Alongside these reforms, however, a new model has emerged: the platform–bank hybrid. This usually takes shape when a fintech lender or e-commerce platform acquires a small, undercapitalized bank. A fintech lender can mean several things in the Indonesian context. It could be a peer-to-peer platform connecting lenders with small businesses or individuals, a Buy Now, Pay Later (BNPL) service extending instant consumer credit at checkout, or a digital wallet that begins by holding balances and facilitating payments before moving into lending. In each case, the acquisition of a bank provides the platform with a license - and with it, the prestige of being a regulated entity. Suddenly, what was once a pure tech play is able to collect deposits, issue loans, and present itself as part of the financial system.
In practice, the outcome is uneven. Sometimes the bank’s traditional role - cultivating its own deposit base and offering mortgages, SME loans, or corporate services - continues. But in other cases, that mandate is sidelined, and the bank becomes a funding tap for the platform’s ecosystem. Deposits raised under the bank license are funneled back into consumer loans, merchant credit, or even user subsidies. Fragility emerges when the bank fails to build its own independent customer base. If its clients remain simply extensions of the parent platform, then both deposits and loans are concentrated in a single ecosystem. In such cases, even relatively small shocks - a rise in defaults, a liquidity squeeze, or a sudden change in user behavior - could destabilize the entire structure. A conventional bank with a diversified depositor base and multiple lines of business would have more resilience to absorb the same shocks.
Some hybrids use their licenses responsibly, creating real flywheels. A flywheel in banking works much like the heavy wheel it is named after: it takes effort to start, but once in motion each turn reinforces the next. Deposits fuel lending, lending strengthens businesses, repayments flow back as deposits, and over time momentum builds. Indonesia already has a successful case in Bank Rakyat Indonesia (BRI), which runs one of the largest microfinance flywheels in the world. Millions of small savers deposit their money, those funds are lent out to farmers and shopkeepers, and as those borrowers repay and redeposit, the base expands. It was slow to build, but once established, it became unstoppable. Without such a flywheel, deposits do not multiply. They risk draining away, and the bank is reduced to a shell that borrows narratives rather than creating value.

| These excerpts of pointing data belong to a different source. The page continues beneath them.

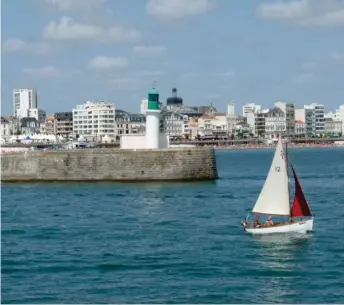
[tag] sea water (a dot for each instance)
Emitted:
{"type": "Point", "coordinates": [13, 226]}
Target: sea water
{"type": "Point", "coordinates": [173, 242]}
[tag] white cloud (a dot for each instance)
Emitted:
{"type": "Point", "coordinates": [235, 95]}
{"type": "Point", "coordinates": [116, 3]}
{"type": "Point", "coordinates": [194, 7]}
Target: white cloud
{"type": "Point", "coordinates": [68, 29]}
{"type": "Point", "coordinates": [108, 63]}
{"type": "Point", "coordinates": [310, 13]}
{"type": "Point", "coordinates": [123, 83]}
{"type": "Point", "coordinates": [176, 9]}
{"type": "Point", "coordinates": [47, 71]}
{"type": "Point", "coordinates": [75, 5]}
{"type": "Point", "coordinates": [304, 77]}
{"type": "Point", "coordinates": [309, 65]}
{"type": "Point", "coordinates": [337, 56]}
{"type": "Point", "coordinates": [151, 73]}
{"type": "Point", "coordinates": [283, 10]}
{"type": "Point", "coordinates": [147, 51]}
{"type": "Point", "coordinates": [18, 45]}
{"type": "Point", "coordinates": [226, 74]}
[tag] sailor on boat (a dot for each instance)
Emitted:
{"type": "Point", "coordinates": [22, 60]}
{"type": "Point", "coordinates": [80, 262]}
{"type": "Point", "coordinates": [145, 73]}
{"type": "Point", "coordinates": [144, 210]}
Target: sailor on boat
{"type": "Point", "coordinates": [269, 221]}
{"type": "Point", "coordinates": [274, 199]}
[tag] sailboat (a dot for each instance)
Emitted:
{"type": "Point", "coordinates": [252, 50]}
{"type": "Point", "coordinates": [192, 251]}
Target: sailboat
{"type": "Point", "coordinates": [274, 200]}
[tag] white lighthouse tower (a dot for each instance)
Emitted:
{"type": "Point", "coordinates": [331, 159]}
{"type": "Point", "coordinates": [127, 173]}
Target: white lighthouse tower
{"type": "Point", "coordinates": [153, 120]}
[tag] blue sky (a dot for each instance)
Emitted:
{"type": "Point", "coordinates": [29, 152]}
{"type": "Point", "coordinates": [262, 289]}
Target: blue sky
{"type": "Point", "coordinates": [212, 50]}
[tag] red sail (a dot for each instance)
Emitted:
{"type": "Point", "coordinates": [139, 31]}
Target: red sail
{"type": "Point", "coordinates": [300, 206]}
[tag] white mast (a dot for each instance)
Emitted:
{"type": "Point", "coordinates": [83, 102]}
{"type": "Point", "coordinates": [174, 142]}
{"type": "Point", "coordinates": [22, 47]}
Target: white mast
{"type": "Point", "coordinates": [274, 197]}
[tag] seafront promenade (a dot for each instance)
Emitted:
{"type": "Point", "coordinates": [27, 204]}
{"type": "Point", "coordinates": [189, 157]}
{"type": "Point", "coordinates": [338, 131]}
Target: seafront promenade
{"type": "Point", "coordinates": [261, 146]}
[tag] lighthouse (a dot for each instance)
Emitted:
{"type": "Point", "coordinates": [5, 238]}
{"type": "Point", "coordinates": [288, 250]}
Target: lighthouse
{"type": "Point", "coordinates": [153, 120]}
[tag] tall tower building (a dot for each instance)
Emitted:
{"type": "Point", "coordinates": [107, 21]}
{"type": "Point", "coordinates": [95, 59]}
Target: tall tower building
{"type": "Point", "coordinates": [23, 99]}
{"type": "Point", "coordinates": [231, 121]}
{"type": "Point", "coordinates": [153, 120]}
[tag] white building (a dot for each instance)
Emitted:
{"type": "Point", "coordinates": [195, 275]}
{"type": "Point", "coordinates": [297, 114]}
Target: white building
{"type": "Point", "coordinates": [340, 113]}
{"type": "Point", "coordinates": [333, 128]}
{"type": "Point", "coordinates": [24, 99]}
{"type": "Point", "coordinates": [340, 116]}
{"type": "Point", "coordinates": [153, 137]}
{"type": "Point", "coordinates": [308, 117]}
{"type": "Point", "coordinates": [319, 113]}
{"type": "Point", "coordinates": [39, 114]}
{"type": "Point", "coordinates": [144, 106]}
{"type": "Point", "coordinates": [275, 123]}
{"type": "Point", "coordinates": [289, 115]}
{"type": "Point", "coordinates": [300, 128]}
{"type": "Point", "coordinates": [94, 119]}
{"type": "Point", "coordinates": [6, 128]}
{"type": "Point", "coordinates": [250, 107]}
{"type": "Point", "coordinates": [231, 121]}
{"type": "Point", "coordinates": [214, 125]}
{"type": "Point", "coordinates": [330, 115]}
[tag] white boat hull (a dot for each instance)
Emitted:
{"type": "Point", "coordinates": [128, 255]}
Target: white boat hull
{"type": "Point", "coordinates": [297, 226]}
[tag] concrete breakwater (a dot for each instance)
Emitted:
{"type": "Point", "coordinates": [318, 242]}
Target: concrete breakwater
{"type": "Point", "coordinates": [107, 164]}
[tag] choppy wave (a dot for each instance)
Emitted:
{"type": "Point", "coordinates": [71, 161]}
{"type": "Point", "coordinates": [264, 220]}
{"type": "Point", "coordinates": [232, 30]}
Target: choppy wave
{"type": "Point", "coordinates": [173, 242]}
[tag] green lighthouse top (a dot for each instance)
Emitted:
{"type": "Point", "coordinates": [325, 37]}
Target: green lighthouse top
{"type": "Point", "coordinates": [153, 100]}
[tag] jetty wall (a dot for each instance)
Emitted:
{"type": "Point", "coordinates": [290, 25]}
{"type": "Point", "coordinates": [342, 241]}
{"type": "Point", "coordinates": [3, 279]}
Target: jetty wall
{"type": "Point", "coordinates": [106, 164]}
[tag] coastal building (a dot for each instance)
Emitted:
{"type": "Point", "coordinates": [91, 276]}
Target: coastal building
{"type": "Point", "coordinates": [6, 128]}
{"type": "Point", "coordinates": [144, 106]}
{"type": "Point", "coordinates": [333, 128]}
{"type": "Point", "coordinates": [275, 123]}
{"type": "Point", "coordinates": [64, 123]}
{"type": "Point", "coordinates": [308, 117]}
{"type": "Point", "coordinates": [176, 124]}
{"type": "Point", "coordinates": [153, 138]}
{"type": "Point", "coordinates": [174, 101]}
{"type": "Point", "coordinates": [243, 130]}
{"type": "Point", "coordinates": [250, 107]}
{"type": "Point", "coordinates": [29, 126]}
{"type": "Point", "coordinates": [94, 120]}
{"type": "Point", "coordinates": [231, 122]}
{"type": "Point", "coordinates": [256, 121]}
{"type": "Point", "coordinates": [48, 127]}
{"type": "Point", "coordinates": [36, 113]}
{"type": "Point", "coordinates": [330, 115]}
{"type": "Point", "coordinates": [340, 116]}
{"type": "Point", "coordinates": [193, 128]}
{"type": "Point", "coordinates": [213, 125]}
{"type": "Point", "coordinates": [300, 128]}
{"type": "Point", "coordinates": [128, 123]}
{"type": "Point", "coordinates": [23, 99]}
{"type": "Point", "coordinates": [289, 116]}
{"type": "Point", "coordinates": [319, 114]}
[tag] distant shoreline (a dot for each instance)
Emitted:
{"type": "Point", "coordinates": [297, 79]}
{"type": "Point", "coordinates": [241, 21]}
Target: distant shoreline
{"type": "Point", "coordinates": [238, 147]}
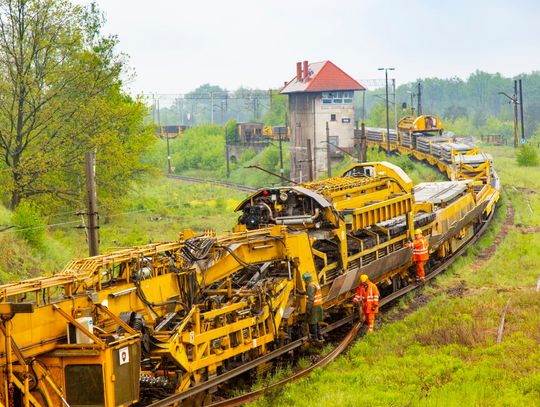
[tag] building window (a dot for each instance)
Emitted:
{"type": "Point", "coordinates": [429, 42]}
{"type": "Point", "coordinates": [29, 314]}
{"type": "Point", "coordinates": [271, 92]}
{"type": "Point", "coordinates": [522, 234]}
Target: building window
{"type": "Point", "coordinates": [338, 98]}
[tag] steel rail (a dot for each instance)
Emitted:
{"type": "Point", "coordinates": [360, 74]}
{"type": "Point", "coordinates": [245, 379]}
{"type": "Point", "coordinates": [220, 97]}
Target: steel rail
{"type": "Point", "coordinates": [251, 396]}
{"type": "Point", "coordinates": [239, 187]}
{"type": "Point", "coordinates": [254, 395]}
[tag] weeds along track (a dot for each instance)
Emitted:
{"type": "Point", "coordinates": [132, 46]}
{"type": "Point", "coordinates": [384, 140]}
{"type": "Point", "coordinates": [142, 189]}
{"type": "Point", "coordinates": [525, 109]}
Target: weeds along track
{"type": "Point", "coordinates": [342, 346]}
{"type": "Point", "coordinates": [239, 187]}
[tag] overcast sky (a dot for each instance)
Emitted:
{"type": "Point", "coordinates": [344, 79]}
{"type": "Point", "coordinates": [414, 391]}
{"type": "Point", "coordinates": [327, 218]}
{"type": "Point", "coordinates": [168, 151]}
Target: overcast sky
{"type": "Point", "coordinates": [176, 45]}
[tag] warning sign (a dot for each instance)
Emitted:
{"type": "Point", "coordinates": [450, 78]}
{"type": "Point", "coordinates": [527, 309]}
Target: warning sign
{"type": "Point", "coordinates": [123, 356]}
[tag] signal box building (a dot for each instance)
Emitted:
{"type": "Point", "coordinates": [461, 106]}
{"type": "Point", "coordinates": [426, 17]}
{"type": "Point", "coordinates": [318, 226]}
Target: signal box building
{"type": "Point", "coordinates": [319, 93]}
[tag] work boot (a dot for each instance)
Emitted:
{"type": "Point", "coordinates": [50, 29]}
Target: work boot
{"type": "Point", "coordinates": [320, 338]}
{"type": "Point", "coordinates": [312, 333]}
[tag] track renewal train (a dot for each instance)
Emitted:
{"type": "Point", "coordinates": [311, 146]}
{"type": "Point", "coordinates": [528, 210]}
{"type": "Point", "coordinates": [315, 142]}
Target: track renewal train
{"type": "Point", "coordinates": [137, 325]}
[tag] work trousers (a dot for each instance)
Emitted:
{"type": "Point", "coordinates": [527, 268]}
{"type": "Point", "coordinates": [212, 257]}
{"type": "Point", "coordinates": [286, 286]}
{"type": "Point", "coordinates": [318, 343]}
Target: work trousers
{"type": "Point", "coordinates": [420, 272]}
{"type": "Point", "coordinates": [370, 321]}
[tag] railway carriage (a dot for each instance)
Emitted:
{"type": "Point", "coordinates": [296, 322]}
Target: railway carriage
{"type": "Point", "coordinates": [149, 324]}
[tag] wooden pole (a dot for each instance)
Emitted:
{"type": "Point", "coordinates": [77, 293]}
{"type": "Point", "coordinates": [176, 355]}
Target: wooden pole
{"type": "Point", "coordinates": [328, 155]}
{"type": "Point", "coordinates": [91, 196]}
{"type": "Point", "coordinates": [309, 160]}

The lessons of the past remain relevant here. The collapse of Bank Century, the wave of failures during the 1998 crisis, and the fraud that brought down Bank Global all showed what happens when firewalls do not exist. Governance blurs, risks are hidden, and the public is left exposed. OJK’s decision to enforce spin-offs is designed to prevent that cycle from repeating. By forcing separation, the incentive to disguise losses is reduced, contagion is limited, and depositors are protected before panic has a chance to spread.
For customers and investors, the signals are not difficult to read. Where a flywheel is present and deposits are recycled into productive lending, capital compounds over time. Where the flywheel is absent, savings risk being redirected into survival rather than growth. Banks with standalone balance sheets, like CIMB Niaga Syariah and BTN–Bank Victoria Syariah, show resilience by design. Hybrids that blur reporting and rely solely on their parent ecosystems offer little more than narrative.
The distinction for platform–bank hybrids is straightforward. The credible structures show it through a flywheel and an independent customer base beyond their parent platform. The questionable ones reveal themselves by the absence of both. For investors and customers alike, that distinction is not academic. It is the line between compounding value and subsidizing survival - between a promising bank and a house of cards.
This article discusses structural models and historical cases, not specific institutions unless explicitly cited. References to “platform–bank hybrids,” “questionable structures,” or “shells” describe generalized patterns of risk, not allegations of misconduct by any particular company.